Use an LMS to standardize and strengthen your employee onboarding process for happier, better-prepared employees.
The stakes are high: Onboarding is your one opportunity to make a great first impression and start the employer-employee relationship off on the right foot. Employees who experienced comprehensive, structured onboarding are 58% more likely to still be working at the same organization three years later. Conversely, 10% of employees have left a company as a result of a poor onboarding experience.
An LMS can be your foundation for a thoughtful and standardized onboarding experience. With an LMS, you can create courses that provide employees with all the information they need to quickly and efficiently ramp up into their roles without confusion. You can use online training in place of, or alongside online training, to foster a more organized and calm first week of work and a better overall attitude.
An LMS can help you create a record of valuable institutional knowledge, which will save your company money by helping you avoid lost productivity.
Institutional knowledge consists of all the undocumented information that exists inside employees’ heads. Specific client preferences, minor accounting practices, and usage of legacy tools are examples of the kind of knowledge that’s vulnerable to being lost by employee turnover. It may seem trivial, but all of these smaller pieces of information add to a significant productivity loss. According to a study by Panopto, new employees spend 200 hours, on average, chasing down lost data.
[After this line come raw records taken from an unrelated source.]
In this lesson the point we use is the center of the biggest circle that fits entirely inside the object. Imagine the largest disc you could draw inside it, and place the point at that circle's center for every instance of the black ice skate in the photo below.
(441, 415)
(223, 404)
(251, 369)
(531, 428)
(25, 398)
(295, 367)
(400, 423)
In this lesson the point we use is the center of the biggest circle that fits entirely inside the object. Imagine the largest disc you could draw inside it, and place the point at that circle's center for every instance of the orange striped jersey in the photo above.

That’s a lot of time that could be saved by proactively preserving information ahead of time.
Getting that information out of employees’ heads and into a communally shared resource is one of the top benefits of an LMS. An LMS that facilitates Collaborative Learning is even more effective because employees can create their own courses to document their processes and unique contextual knowledge.
An LMS is an essential tool for facilitating remote employee training. Online learning can save your company a considerable amount of time and money in the long run.
Whether they work remotely or not, studies show that most workers prefer to learn on their own time, at their own pace. Online learning offers workers more flexibility and leads to higher course completion rates and better information retention.
Alongside that, in-person, instructor-led training courses are decreasing in popularity, partially due to world events like the COVID-19 pandemic, and partly due to the tremendous costs and practical issues associated with running the courses. Creating an in-person training means sourcing an instructor, booking a venue, coordinating schedules, etc. In comparison, an online training course needs to be assembled only once and can be used an unlimited number of times with current and future employees.
An LMS is the key to putting together an online learning program that employees can access, whether they’re at the office or on a hammock in their backyard.
Often, the biggest objection to adding an LMS to the company tool stack is the price. While LMSs are available at all price points, you’ll want to choose one that has the features you need to achieve your L&D goals. Although it may require an initial outlay of time and money, an LMS can save you thousands if not millions of dollars in the long run by helping you build bigger and stronger L&D programs.
As we move toward a more collaborative, connected future of work, establishing robust online training programs will become an essential component of building a dynamic and agile organization. It’s nearly impossible to achieve this without the right LMS solution.